ICICI Lombard reported 17% GWP growth in Q4 FY26, meeting expectations. However, Net Earned Premium (NEP) missed forecasts by 6% and Profit After Tax (PAT) fell 23% short, due to lower investment income and a ₹0.5 billion equity portfolio hit. The combined ratio improved to 101.2%, and analysts like Motilal Oswal maintained a 'Buy' rating with a ₹2,230 target, citing operational strengths and sector growth.

ICICI Lombard released its Q4 FY26 results, showing strong Gross Written Premium (GWP) growth but missing profit expectations. The company's Net Earned Premium (NEP) and Profit After Tax (PAT) were impacted by lower investment income and an impairment charge on its equity portfolio.

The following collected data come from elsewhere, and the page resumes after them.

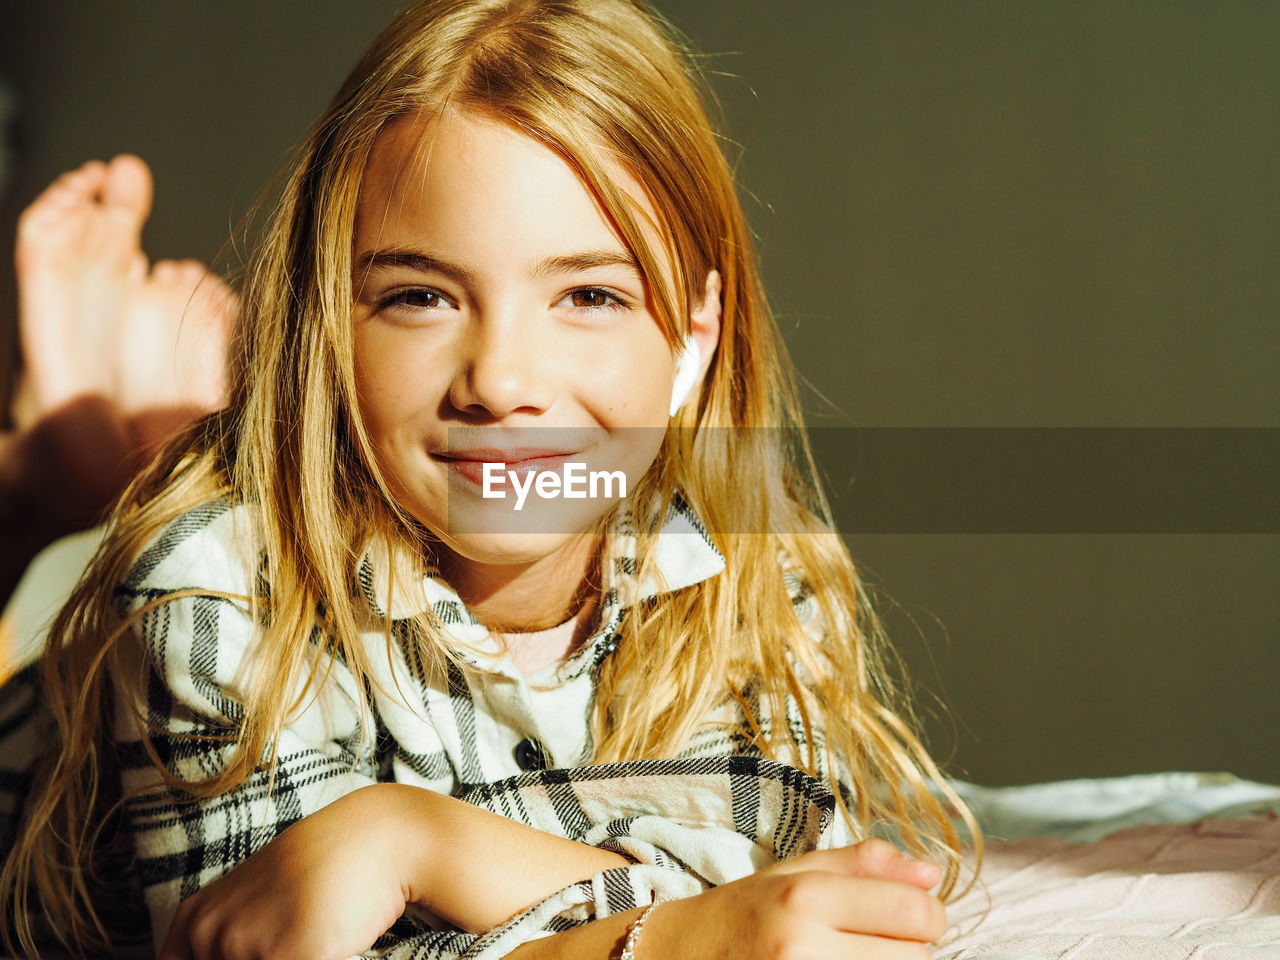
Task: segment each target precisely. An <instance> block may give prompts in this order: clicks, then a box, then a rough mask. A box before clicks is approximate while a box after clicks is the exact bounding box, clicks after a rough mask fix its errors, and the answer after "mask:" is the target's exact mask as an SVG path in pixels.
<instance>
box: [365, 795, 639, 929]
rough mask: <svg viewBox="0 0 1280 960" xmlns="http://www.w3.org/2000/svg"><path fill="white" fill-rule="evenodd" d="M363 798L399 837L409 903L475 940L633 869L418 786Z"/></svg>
mask: <svg viewBox="0 0 1280 960" xmlns="http://www.w3.org/2000/svg"><path fill="white" fill-rule="evenodd" d="M361 792H367V794H369V796H370V803H371V804H374V805H376V806H379V808H381V809H383V810H385V814H383V815H381V818H380V822H381V823H384V824H392V826H390V828H392V829H393V831H396V832H399V835H401V841H399V842H401V849H402V850H404V856H406V861H407V863H406V864H404V867H403V872H402V876H403V877H404V878H406V879H404V900H406V902H413V904H419V905H421V906H425V908H428V909H429V910H431V911H433V913H434V914H436V915H438V916H440V918H443V919H445V920H448V922H449V923H452V924H453V925H454V927H458V928H461V929H465V931H471V932H474V933H480V932H483V931H488V929H492V928H494V927H497V925H498V924H500V923H502V922H503V920H507V919H509V918H511V916H513V915H516V914H518V913H520V911H521V910H524V909H525V908H527V906H530V905H531V904H536V902H538V901H539V900H543V899H545V897H548V896H550V895H552V893H554V892H556V891H558V890H563V888H564V887H567V886H570V884H572V883H576V882H577V881H581V879H586V878H588V877H591V876H594V874H596V873H600V872H602V870H608V869H612V868H614V867H626V865H627V864H628V863H630V861H628V860H627V859H626V858H623V856H620V855H618V854H614V852H611V851H608V850H600V849H599V847H595V846H589V845H586V844H579V842H576V841H572V840H564V838H563V837H556V836H552V835H550V833H544V832H543V831H540V829H534V828H532V827H527V826H525V824H524V823H517V822H516V820H512V819H508V818H506V817H502V815H499V814H495V813H490V812H488V810H481V809H480V808H477V806H474V805H471V804H467V803H463V801H462V800H454V799H453V797H449V796H442V795H439V794H434V792H431V791H429V790H422V788H420V787H412V786H407V785H402V783H379V785H376V786H372V787H366V788H365V790H364V791H361ZM375 815H376V814H375Z"/></svg>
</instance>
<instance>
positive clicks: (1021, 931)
mask: <svg viewBox="0 0 1280 960" xmlns="http://www.w3.org/2000/svg"><path fill="white" fill-rule="evenodd" d="M982 879H983V884H982V886H980V887H977V888H974V890H972V891H970V892H969V893H968V895H966V896H964V897H963V899H961V900H960V901H957V902H956V904H952V905H951V908H950V909H948V911H947V914H948V918H950V920H951V929H950V931H948V933H947V937H946V940H943V942H942V945H941V946H940V948H938V950H937V951H936V952H934V960H977V957H983V960H1050V959H1053V960H1103V957H1105V959H1106V960H1139V959H1140V960H1235V959H1239V960H1263V957H1267V959H1268V960H1274V959H1275V957H1280V819H1276V818H1275V815H1274V814H1266V815H1263V817H1258V818H1256V819H1252V820H1212V819H1211V820H1201V822H1197V823H1190V824H1158V826H1151V827H1134V828H1130V829H1125V831H1121V832H1119V833H1112V835H1110V836H1107V837H1105V838H1102V840H1098V841H1094V842H1092V844H1071V842H1070V841H1066V840H1061V838H1057V837H1033V838H1027V840H1019V841H1012V842H1009V844H1000V842H997V844H992V845H991V846H989V847H988V852H987V863H986V867H984V868H983V873H982Z"/></svg>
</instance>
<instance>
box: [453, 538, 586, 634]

The insurer's GWP increased by a robust 17% year-on-year to INR 80.7 billion, meeting market forecasts. However, NEP grew 11% to INR 57.9 billion, falling 6% short of analyst estimates. PAT saw a modest 7% year-on-year rise to INR 5.5 billion, but this was a substantial 23% below projections. The shortfall was primarily attributed to lower-than-expected investment income and a ₹0.5 billion impairment on the company's equity holdings.

Despite profit pressures, operational metrics improved. The claims ratio held steady at 70.8%, and the expense ratio remained flat at 12.1%. This led to a combined ratio of 101.2% for the quarter, better than the brokerage estimate of 102.5%. For the full fiscal year 2026, the combined ratio was 103.4%. ICICI Lombard proposed a final dividend of ₹7 per share for FY26, subject to shareholder approval.

As of April 15, 2026, the stock closed at ₹1,858.00, up 4.25% for the day. The company's market capitalization was around ₹93,000-94,000 crore, with a trailing twelve-month P/E ratio in the range of 30-33x.

For FY26, ICICI Lombard's combined ratio was 103.4%, an improvement from 102.8% in FY25 but still above the 100% breakeven point. Competitors like Star Health reported a more favorable combined ratio of 98.9% in Q3 FY26, showcasing stronger underwriting profitability. The broader Indian general insurance sector is expected to grow significantly, with GWP projected to increase 9% in FY26 and a compound annual growth rate of 6.9% from 2026-2030, driven by demand for health and motor insurance.

Analyst sentiment largely remains positive, with a consensus 'Buy' rating and an average 12-month price target of approximately ₹2,118.73. Motilal Oswal reiterated its 'Buy' rating with a target of ₹2,230, citing operational efficiency and the company’s retail health segment momentum. However, some analysts, like Morgan Stanley with an 'Equal-Weight' rating and ₹1,920 target, suggest a more cautious view.

Key concerns include the recurring impact of equity portfolio impairments on profits. While the combined ratio is improving, it remains above 100%, indicating reliance on investment gains for overall profitability.

Motilal Oswal's target price of ₹2,230 is based on FY28 estimated earnings per share, a longer-term projection that carries execution risks. The company's Price-to-Book (P/B) ratio of about 5.6 is higher than some peers' historical valuations, potentially limiting upside if growth slows. The stock's performance over the past year has been modest compared to broader market indices. One analyst recently upgraded the stock from 'Sell' to 'Hold' based on technical factors, rather than fundamental performance shifts.

Motilal Oswal forecasts the combined ratio to fall to 101.8% by FY28, supported by stable claims and operational efficiency. HDFC Securities and Nuvama Institutional Equities also have 'Buy' ratings with targets of ₹2,210 and ₹2,350, respectively. The average analyst target suggests over 18% potential upside from current levels. The company's focus on retail health and disciplined growth is expected to support future profitability, in line with the expanding Indian insurance market.